Голос громоподобен, хрипит простреленными лёгкими, но позитивно-спокоен.
Через ещё секунду в наше тёмное помещение вплывает (сразу за своим запахом), бесшумно лавируя между ниточек с банками, разномастно одетое тело, без сомнения принадлежащее бомжу. В руках — литровая банка с фиолетовым содержимым.
— Как вы выжили, Виталий?
Мы сидели возле печи, которую снова растопили (после того как я тщательно и неторопливо обыскал товарища бомжа) и ждали, когда закипит чай.
— Голубчик, я учился прятаться от мороза ещё до того, как это стало модной тенденцией.
— И всё же? Расскажите.
Пили чай с остатками пирожков, сладкий и крепкий, но к варенью нашего гостя не притронулись (привычки не есть с рук бомжей так просто не исчезают).
Рассказ его был витиеват, наполнен замысловатыми выражениями и нетороплив. Периодически вздыхай по поводу отсутствия алкоголя, он поведал что в районе станции, обитало, побиралось, и вело асоциальный образ жизни пятеро бездомных горемык. Пользовались отсутствием постоянных линейщиков станции (всё же она второстепенная, пригородная). Жили в подвале брошенного дома культуры, пришедшего в негодность ещё при СССР, откуда их периодически доставали, бросали в обезьянник, потом отпускали и всё возвращалось на круги своя.
Бродяги менялись, кто-то приходил, кто-то уходил, что воспринималось философски. Жили тихо, скучно, попрошайничали, иногда ходил в церковь в соседнем селе, читали найденные на мусорке книги, не воровали (по его словам), бухали по мере возможности.
Когда тряхнуло, у их здания завалилась одна стена, присела, покосилась крыша, но на этом всё, подвал не стал братской могилой.

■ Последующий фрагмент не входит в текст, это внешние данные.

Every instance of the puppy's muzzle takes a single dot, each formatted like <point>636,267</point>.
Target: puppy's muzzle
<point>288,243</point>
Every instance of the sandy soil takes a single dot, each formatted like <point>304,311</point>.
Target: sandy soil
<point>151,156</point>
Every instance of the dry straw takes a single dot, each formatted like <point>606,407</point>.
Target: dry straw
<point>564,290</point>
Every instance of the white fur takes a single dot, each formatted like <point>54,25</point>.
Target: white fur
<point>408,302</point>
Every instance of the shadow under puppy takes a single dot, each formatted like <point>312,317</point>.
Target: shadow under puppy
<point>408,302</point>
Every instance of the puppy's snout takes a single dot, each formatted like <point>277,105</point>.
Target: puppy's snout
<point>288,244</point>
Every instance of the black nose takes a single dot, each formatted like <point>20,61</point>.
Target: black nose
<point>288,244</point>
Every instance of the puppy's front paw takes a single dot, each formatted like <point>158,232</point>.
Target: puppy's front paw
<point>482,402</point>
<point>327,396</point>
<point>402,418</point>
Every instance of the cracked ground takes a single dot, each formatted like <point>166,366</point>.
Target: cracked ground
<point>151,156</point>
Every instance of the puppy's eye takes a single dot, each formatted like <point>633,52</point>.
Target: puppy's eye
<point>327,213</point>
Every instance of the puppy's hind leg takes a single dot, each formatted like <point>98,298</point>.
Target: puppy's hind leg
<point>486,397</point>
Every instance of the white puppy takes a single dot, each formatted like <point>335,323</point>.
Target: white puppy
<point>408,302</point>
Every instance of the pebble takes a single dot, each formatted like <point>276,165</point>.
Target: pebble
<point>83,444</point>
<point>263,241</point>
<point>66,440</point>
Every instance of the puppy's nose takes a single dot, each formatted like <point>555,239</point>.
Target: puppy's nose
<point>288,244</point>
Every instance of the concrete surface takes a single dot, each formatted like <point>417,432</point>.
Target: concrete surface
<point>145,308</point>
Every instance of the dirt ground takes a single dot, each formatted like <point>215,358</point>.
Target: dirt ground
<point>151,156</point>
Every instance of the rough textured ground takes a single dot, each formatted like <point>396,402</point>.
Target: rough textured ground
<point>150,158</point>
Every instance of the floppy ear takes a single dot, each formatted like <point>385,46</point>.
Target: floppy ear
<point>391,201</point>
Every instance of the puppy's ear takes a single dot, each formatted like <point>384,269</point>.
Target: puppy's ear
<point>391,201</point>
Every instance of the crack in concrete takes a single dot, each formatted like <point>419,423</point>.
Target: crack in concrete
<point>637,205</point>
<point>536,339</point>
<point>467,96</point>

Вокруг станции — всего пара извилистых улиц, плюс жители ЖэДэ посёлка — ещё три дюжины крепких, суровых пролетарских мужиков (большинство — одинокие). Эти ушли на третий день в сторону юга, когда начал вовсю валить снег. У кого-то из них был знакомый завгар в зажиточном совхозе. Решили, что там есть провизия и найдется потребность их рабочим рукам. Никого, в том числе бомжей, с собой на звали. Ушли по нетающему снегу, кашляя и матюгаясь.
На этом месте я попробовал при помощи навигатора выпытать из Виталия детали, где это иллюзорное место спасения, но он пребывал в блаженном неведении. Ладно, подумаем ещё.